Framestore recently completed its second Kellogg’s Crunchy Nut spot for Leo Burnett. The commercial gave Framestore an opportunity to create a CG dinosaur from scratch and fit it into a cramped and effects-laden kitchen.
Written by Leo Burnett creatives, Ed Morris and Andy Drugan, the ad sees an industrial kitchen suddenly invaded – Hollywood style – by a blood-thirsty dinosaur. Two terrified chefs attempt to hide but are rumbled by the giveaway crunch of a bowl of Kellogg’s Crunchy Nut. The spot was directed by MJZ’s Rocky Morton, who Framestore recently collaborated with on Hanes “Kittens.”
The production began with an intensive two-day shoot which focused on capturing performances and scene-setting lighting. VFX supervisor, Alex Doyle, recorded as much lighting reference as possible to ensure the set’s atmosphere could be later recreated in CG.

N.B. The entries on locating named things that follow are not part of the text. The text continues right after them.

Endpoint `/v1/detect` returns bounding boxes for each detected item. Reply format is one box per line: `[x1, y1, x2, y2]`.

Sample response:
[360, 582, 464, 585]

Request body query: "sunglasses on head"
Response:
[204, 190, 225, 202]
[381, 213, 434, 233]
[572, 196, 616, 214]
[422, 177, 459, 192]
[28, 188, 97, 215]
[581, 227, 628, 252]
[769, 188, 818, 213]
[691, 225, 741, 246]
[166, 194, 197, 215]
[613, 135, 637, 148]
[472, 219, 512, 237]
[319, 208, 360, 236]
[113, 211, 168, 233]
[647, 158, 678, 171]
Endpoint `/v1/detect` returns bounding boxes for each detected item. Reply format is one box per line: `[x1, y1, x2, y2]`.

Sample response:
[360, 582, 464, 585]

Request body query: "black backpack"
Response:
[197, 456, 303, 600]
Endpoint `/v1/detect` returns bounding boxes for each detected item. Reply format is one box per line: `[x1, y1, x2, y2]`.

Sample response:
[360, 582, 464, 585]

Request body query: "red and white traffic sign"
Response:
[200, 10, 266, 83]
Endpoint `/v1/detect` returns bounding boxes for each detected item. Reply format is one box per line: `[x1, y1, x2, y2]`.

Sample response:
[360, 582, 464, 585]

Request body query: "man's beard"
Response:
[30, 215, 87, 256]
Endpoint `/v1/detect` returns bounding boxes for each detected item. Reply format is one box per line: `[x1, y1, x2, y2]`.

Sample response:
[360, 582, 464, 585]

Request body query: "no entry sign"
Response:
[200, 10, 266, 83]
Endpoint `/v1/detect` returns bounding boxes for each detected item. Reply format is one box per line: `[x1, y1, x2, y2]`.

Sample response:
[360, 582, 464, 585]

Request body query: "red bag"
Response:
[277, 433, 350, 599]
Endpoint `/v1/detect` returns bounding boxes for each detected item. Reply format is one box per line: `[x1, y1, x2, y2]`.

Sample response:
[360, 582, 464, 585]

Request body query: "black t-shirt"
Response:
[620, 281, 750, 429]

Doyle was also responsible for designing the dinosaur from scratch, based on an amalgamation of known species. Once the concept art had been approved, lead modeller, Mary Swinnerton, transformed the designs into a CG asset using Maya, ZBrush and Mari to create an extremely realistic and intimidating dinosaur.
Lead animator, Nigel Rafter, with support from Chris Welsby and Steve Townrow, then faced the challenge of convincingly fitting this 10-foot monster into a cramped industrial kitchen while making its aggressive movements look agile and authentic. Live-action plates contained many on-set effects, which the animators had to work around, ensuring their CG synched perfectly with prop movements and timings.
Doyle worked alongside compositor Anelia Asparuhova to integrate the CG dinosaur into back plates. Using lighting reference gathered from the shoot, they were able to accurately recreate the set’s atmospheric lighting within Maya. Further realism was added to the dinosaur by creating a muscle system, as developed by Asparuhova, which created the sensation of weight around the CG creature.
CG elements were then composited by Simon Stoney, Anastasios Agiakasikas and Jason Phua using Nuke. The compositing team used dust, debris, sparks, saliva and lighting effects to help convincingly embed the dinosaur into back plates.
The spot was graded by Framestore’s colorist, Simon Bourne, who worked closely with the director to achieve a dark and moody feel that retained color subtlety while picking out lights and reflections around the kitchen’s metallic surfaces.